Vanderbilt Law Review

First Page



Law and economics scholarship has contributed much to our understanding of both the nature of intellectual property rights generally and the features of individual intellectual property regimes. Indeed it is hard to imagine a field other than antitrust law that is so explicitly governed by economic thinking. In authorizing the copyright and patent systems, Article I, Section 8 of the United States Constitution expressly incorporates a social welfare imperative as the basis for its grant of power.' Certainly economists and economically oriented legal academics have given the field the attention it is due.

I am far from being a sophisticated economic thinker, although I admire those who are and the insights they have brought to my understanding of what is at stake in intellectual property. My comments are more practical in nature. They involve the tension that arises throughout the law of intellectual property and unfair competition between protection of intellectual achievement and public access to intellectual products. This tension is reflected in the central questions: When are intellectual property rights appropriate and what is their proper scope? Economics seems to provide an apt description but an inadequate basis for answering these questions. And there lies, in my view, one of the reasons for the trend throughout intellectual property to enlarge property rights at the expense of access. For those of us who deem this trend problematic, economic analysis seems increasingly unhelpful in formulating a response protective of the public domain.
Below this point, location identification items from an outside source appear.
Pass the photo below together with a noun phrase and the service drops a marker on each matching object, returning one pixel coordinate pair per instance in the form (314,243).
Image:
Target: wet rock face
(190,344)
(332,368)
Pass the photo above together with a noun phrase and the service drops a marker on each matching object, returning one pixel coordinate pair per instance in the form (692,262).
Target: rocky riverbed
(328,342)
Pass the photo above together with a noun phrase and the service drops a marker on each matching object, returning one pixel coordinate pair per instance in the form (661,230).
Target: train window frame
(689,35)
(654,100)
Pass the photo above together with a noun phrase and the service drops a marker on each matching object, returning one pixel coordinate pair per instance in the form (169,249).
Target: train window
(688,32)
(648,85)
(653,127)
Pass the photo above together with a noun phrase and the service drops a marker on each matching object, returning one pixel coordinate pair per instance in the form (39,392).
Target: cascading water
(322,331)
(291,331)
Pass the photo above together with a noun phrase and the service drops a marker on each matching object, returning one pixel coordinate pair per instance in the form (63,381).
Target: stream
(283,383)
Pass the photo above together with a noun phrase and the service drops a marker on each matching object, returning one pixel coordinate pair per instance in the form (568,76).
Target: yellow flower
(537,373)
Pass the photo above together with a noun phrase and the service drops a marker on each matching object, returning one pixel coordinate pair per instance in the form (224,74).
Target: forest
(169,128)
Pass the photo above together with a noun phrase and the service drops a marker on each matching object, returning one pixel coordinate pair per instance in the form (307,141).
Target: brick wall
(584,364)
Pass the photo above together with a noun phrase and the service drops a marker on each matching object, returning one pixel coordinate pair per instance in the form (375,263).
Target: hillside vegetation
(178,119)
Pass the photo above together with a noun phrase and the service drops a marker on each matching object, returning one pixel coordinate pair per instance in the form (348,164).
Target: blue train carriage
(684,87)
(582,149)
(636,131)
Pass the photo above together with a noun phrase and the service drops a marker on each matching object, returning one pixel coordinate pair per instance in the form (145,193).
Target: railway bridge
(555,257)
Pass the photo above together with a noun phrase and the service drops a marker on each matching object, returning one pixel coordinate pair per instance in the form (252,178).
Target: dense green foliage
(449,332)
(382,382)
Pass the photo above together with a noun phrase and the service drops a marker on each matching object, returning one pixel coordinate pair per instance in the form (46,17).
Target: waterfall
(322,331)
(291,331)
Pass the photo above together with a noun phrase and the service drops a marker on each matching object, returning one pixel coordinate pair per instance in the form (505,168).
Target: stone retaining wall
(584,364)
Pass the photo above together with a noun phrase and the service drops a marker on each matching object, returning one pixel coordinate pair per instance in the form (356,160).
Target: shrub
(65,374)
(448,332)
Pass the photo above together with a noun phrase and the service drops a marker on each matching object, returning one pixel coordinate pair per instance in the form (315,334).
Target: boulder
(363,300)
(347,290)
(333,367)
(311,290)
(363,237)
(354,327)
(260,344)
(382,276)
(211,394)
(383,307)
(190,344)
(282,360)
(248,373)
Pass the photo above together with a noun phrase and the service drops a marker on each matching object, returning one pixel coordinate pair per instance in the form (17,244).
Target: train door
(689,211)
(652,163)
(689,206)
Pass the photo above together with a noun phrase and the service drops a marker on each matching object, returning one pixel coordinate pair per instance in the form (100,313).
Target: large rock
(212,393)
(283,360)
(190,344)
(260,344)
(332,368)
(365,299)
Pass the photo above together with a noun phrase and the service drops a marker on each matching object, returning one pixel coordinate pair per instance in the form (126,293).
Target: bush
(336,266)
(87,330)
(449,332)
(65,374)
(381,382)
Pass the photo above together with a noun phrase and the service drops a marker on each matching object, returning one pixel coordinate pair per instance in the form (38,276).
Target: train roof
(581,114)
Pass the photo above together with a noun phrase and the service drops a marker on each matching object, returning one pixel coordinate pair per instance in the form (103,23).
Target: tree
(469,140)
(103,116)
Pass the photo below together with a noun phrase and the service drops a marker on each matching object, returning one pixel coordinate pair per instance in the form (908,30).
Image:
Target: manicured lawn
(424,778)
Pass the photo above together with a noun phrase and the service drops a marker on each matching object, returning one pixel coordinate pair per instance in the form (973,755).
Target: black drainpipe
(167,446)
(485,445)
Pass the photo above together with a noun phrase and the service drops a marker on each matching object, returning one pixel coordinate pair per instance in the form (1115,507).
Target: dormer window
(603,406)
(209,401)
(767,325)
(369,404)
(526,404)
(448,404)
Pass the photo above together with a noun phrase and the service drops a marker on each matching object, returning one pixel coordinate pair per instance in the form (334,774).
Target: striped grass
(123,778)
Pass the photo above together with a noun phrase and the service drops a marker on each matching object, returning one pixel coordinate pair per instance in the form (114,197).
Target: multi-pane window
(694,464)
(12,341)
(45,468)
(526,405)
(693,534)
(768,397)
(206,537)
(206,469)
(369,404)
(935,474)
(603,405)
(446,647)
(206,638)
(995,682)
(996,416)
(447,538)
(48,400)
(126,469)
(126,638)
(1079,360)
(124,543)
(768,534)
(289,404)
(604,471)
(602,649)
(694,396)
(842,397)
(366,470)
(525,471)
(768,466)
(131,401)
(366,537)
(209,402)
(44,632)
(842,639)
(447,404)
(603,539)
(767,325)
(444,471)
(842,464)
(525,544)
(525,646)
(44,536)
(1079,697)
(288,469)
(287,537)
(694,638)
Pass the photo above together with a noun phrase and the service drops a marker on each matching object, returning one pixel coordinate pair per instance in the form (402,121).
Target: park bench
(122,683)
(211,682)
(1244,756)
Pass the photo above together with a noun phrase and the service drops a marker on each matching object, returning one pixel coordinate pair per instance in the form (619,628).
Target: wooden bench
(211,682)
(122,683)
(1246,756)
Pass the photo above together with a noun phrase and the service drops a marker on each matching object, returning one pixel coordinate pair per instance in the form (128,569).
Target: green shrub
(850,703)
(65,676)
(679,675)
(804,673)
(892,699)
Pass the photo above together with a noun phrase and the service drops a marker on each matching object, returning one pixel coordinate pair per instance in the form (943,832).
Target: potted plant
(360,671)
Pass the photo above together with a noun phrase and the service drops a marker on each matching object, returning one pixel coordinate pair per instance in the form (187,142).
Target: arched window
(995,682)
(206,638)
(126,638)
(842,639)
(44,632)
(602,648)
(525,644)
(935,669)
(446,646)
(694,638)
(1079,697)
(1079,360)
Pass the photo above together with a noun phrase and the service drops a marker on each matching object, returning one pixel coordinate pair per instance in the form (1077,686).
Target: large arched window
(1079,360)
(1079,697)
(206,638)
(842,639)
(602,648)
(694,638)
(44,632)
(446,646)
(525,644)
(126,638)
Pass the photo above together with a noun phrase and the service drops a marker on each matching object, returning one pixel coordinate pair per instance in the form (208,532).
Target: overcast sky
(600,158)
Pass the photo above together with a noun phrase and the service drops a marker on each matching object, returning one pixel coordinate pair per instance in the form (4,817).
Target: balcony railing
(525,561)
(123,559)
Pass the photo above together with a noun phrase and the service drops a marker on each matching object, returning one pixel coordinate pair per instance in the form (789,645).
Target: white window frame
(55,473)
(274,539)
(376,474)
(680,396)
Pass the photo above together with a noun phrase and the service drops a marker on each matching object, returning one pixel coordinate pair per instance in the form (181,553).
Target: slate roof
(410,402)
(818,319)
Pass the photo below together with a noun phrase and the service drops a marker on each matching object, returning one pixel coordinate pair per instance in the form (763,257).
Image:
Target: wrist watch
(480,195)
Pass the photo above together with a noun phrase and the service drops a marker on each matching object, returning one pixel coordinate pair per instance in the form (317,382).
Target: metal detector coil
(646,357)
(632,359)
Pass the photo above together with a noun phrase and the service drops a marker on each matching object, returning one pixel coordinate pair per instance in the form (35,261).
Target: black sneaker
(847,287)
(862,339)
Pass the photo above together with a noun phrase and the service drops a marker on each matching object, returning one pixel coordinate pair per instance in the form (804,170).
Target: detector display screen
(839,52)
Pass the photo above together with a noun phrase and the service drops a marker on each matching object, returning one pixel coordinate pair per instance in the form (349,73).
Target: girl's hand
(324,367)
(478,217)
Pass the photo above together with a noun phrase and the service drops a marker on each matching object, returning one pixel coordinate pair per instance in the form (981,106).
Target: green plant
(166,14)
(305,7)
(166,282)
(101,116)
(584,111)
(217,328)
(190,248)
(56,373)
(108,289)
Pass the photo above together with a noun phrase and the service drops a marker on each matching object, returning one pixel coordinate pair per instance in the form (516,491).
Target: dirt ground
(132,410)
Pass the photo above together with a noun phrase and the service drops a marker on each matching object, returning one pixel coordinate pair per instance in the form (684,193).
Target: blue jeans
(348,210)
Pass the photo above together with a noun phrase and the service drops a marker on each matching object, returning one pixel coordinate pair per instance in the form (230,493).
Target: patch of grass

The tension between protection and access pervades intellectual property and unfair competition law. The casebook Ed Kitch and I coauthored uses it as one of the themes that tie the disparate chapters of the book together. Protection or access is at issue whether the case involves a local barber who wants an exclusive property interest in the barbering business of Howard Lake, Minnesota, or the promisee of a contract who claims to have a property interest in the future performance of the promissor, or the firm that claims a property interest in the firm's investment in the human capital of its workers, or the trademark owner who asserts a property right over portions of the English language, or the celebrity who seeks to capture gains from his or her celebrity status, or the more traditional cases involving constitutionally recognized authors and inventors.

There should be little doubt that the trend throughout intellectual property and unfair competition is toward greater protection and diminished access. The Digital Millennium Copyright Act is a notorious example of a protectionist advance, as is the apparent willingness of the Patent and Trademark Office and the Federal Circuit to expand the realm of patent protection. But the trend is noticeable elsewhere as well. The adoption of the trademark dilution cause of action" and the expanding protection against cyber-squatters have refocused trademark law away from its traditional function of prevention of consumer confusion toward one that confers substantial property rights on trademark owners. The protection of trade dress without proof of secondary meaning also favors property rights over rights of access. A similar rule applied to product designs and configurations would have created an even more damaging effect on competition, but the Supreme Court happily required proof of actual distinctiveness.